The plaintiff suffered a fractured fibula and tibula of his leg. He was confined to the hospital for (8) days where intramedullary rodding and nailing surgery was performed. He was then transferred to an in-patient rehabilitation facility.
He continued to have pain in his knee as well as his ankle. He eventually underwent arthroscopic knee surgery and when that procedure failed to bring him enough relief, he ultimately had a total knee replacement.
The defendants argued that the need for a total knee replacement was due more so to pre-existing arthritis rather than the trauma to his leg. Plaintiff’s doctors very effectively disputed this by showing that plaintiff’s no-affected knee had very little arthritis and one would expect that both knees would be equally arthritic.
As a result of these injuries, the plaintiff was unable to return to work. He was found totally disabled by the Social Security Administration and plaintiff’s expert economist projected that plaintiff incurred economic damages totaling $958,000 between lost wages and benefits.
Ultimately, the defendants suggested that the parties attend a mediation in an effort to settle the matter.
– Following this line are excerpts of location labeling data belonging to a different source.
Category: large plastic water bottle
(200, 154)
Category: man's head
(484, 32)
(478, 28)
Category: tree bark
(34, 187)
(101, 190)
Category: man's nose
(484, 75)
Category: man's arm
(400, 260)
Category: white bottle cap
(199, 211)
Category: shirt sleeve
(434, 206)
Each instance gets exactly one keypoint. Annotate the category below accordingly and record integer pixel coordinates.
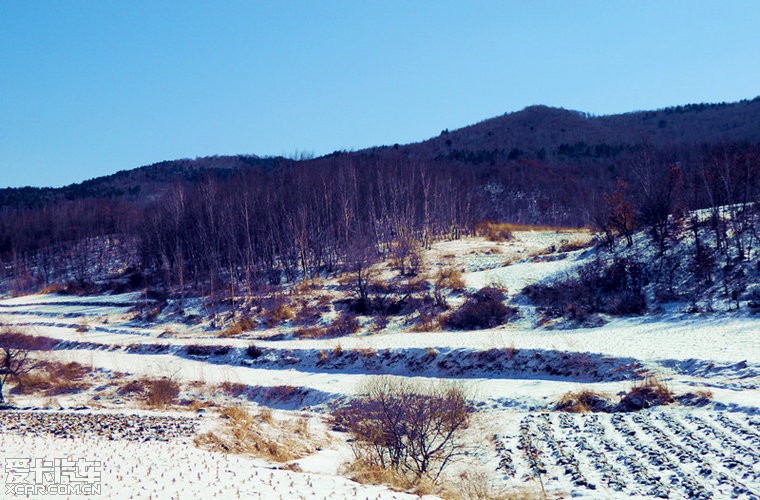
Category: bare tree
(14, 355)
(406, 427)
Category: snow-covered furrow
(653, 454)
(177, 469)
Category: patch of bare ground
(261, 434)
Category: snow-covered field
(514, 373)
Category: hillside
(252, 393)
(556, 134)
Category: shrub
(402, 426)
(278, 314)
(484, 309)
(243, 324)
(613, 288)
(494, 231)
(652, 392)
(243, 433)
(207, 350)
(583, 402)
(311, 332)
(345, 324)
(234, 389)
(14, 355)
(133, 387)
(253, 351)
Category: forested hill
(240, 221)
(557, 135)
(552, 137)
(139, 185)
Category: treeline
(299, 220)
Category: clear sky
(91, 87)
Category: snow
(180, 470)
(514, 375)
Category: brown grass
(650, 392)
(259, 435)
(494, 231)
(572, 245)
(54, 378)
(450, 278)
(280, 313)
(233, 389)
(364, 472)
(51, 288)
(429, 323)
(161, 392)
(312, 332)
(239, 326)
(584, 401)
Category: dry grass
(650, 392)
(338, 350)
(584, 401)
(51, 288)
(494, 231)
(239, 326)
(450, 278)
(161, 392)
(260, 435)
(156, 393)
(365, 472)
(572, 245)
(278, 314)
(233, 389)
(312, 332)
(54, 378)
(429, 322)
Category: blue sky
(88, 88)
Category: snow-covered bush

Plaintiff agreed to attend the meditation but he and Mr. Sitinas walked out when it became very clear that the defendants were not serious about settling this matter for a reasonable sum. Remarkably, this case would go back to mediation (2) more times before Mr. Sitinas and his client were satisfied with the final settlement offer of $2,235,000.
Equally impressive is the fact that Mr. Sitinas was able to secure this settlement in approximately two and one-half years after the accident – when the typical time for such cases often exceeds four (4) years. This was simply the result of tenacious lawyering that resulted in a fair and just settlement.